Aan het eind van haar artikel, zoekend naar een alternatief, verwijst Truijens naar de angelsaksische traditie waarin sinds de jaren zestig de kruisbestuiving tussen literatuur en journalistiek tot imponerende boeken als In cold blood van Truman Capote heeft geleid. Het journalistieke element zorgt voor een wijdse blik, gerichtheid op de wereld. Om de lezer daarbij te raken, zijn literaire middelen nodig die het boek een vorm geven en uit doen stijgen boven de waan van de dag. Een dergelijke combinatie van feit en fictie laat zien dat een directe weergave van de werkelijkheid niet tot een gebrek aan vorm hoeft te leiden. Truijens weet echter geen enkele recente Nederlandse roman te bedenken die dit op een succesvolle wijze tot uitdrukking brengt. Ze wijst op de voorbeeldfunctie die Enduring love van de Engelsman Ian McEwan zou kunnen vervullen, en besluit: ‘Een roman die laat zien dat de waarheid niet noodzakelijk in het eigen leven besloten ligt, wat zou dat mooi zijn.’

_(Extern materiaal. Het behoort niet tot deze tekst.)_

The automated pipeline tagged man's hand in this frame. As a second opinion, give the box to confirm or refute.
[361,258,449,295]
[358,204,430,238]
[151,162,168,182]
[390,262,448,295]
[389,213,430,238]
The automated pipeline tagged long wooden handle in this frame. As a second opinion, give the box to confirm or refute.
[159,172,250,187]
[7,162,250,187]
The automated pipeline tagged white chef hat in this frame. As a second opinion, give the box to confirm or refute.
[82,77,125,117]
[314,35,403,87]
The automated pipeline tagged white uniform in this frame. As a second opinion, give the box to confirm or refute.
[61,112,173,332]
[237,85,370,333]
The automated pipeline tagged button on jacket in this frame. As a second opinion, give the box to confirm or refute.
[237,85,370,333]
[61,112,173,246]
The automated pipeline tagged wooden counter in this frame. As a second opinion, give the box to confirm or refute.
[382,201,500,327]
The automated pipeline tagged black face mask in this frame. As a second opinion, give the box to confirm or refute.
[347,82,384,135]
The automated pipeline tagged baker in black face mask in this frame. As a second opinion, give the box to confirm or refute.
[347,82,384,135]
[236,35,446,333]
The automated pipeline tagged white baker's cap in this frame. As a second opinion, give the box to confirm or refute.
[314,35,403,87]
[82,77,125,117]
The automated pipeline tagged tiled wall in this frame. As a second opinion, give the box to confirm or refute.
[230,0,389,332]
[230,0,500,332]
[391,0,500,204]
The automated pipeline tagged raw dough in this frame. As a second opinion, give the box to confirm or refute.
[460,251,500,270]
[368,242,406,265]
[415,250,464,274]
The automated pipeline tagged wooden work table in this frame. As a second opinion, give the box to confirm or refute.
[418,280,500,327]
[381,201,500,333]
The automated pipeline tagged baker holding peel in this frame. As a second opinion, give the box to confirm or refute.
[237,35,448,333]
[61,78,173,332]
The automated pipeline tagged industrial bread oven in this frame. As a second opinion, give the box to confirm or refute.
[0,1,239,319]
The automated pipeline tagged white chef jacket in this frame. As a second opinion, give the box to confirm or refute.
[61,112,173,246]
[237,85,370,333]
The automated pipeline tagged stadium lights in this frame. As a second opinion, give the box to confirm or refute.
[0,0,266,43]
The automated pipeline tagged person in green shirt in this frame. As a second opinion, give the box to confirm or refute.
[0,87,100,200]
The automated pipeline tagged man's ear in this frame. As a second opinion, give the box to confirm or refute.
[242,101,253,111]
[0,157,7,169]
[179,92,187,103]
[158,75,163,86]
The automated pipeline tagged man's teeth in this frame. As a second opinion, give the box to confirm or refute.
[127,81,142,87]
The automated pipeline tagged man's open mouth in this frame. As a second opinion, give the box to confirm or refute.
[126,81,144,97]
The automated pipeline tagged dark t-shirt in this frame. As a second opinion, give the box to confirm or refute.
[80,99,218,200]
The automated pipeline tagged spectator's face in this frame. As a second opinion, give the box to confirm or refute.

Het lijkt erop dat men in het Nederlandse taalgebied nog altijd worstelt met de vorm-vent tegenstelling - om de aloude terminologie van Ter Braak en Du Perron van stal te halen. Het is het één of het ander. Dat de ego-literatuur zo overheersend is, is nog tot daar aan toe. Wat de boeken van schrijvers als Palmen en Grunberg zo ergerlijk maakt is het lelijke, vormeloze proza waarin ze geschreven zijn. Het is alsof de gerichtheid op de vent en diens persoonlijk beleefde werkelijkheid, per se ten koste moet gaan van de vorm.
Natuurlijk is dat niet zo, en ook in ons taalgebied zijn er schrijvers die het tegendeel bewijzen. Gerard Reve bijvoorbeeld is een geweldig stilist, en iemand die zijn boeken een onontkoombare vorm geeft. Hoe overloos hij soms ook door lijkt te leuteren over zijn bekende obsessies, het is slechts een schijnbare vormeloosheid, wat het alleen maar sterker maakt. Ook bij Reve is sprake van een groot ego: alles wat hij ziet en beschrijft is gekleurd door zijn bijzonder persoonlijke manier van kijken. Maar zijn blik is wel naar de buitenwereld gericht, en op deze manier bouwt hij aan een consequent wereldbeeld. En daarbij weet hij wel degelijk de massalezer, waar Thomése zo op neerkijkt, te bereiken. Reve heeft zich nooit aangepast aan de door Thomése veronderstelde domheid van het volk, om zijn boeken aan de man te brengen. Zijn wereldbeeld is zo persoonlijk en doorleefd dat het bij de lezer bewondering afdwingt. En bewonderen willen lezers, ondanks Thomése's observaties, echt nog wel.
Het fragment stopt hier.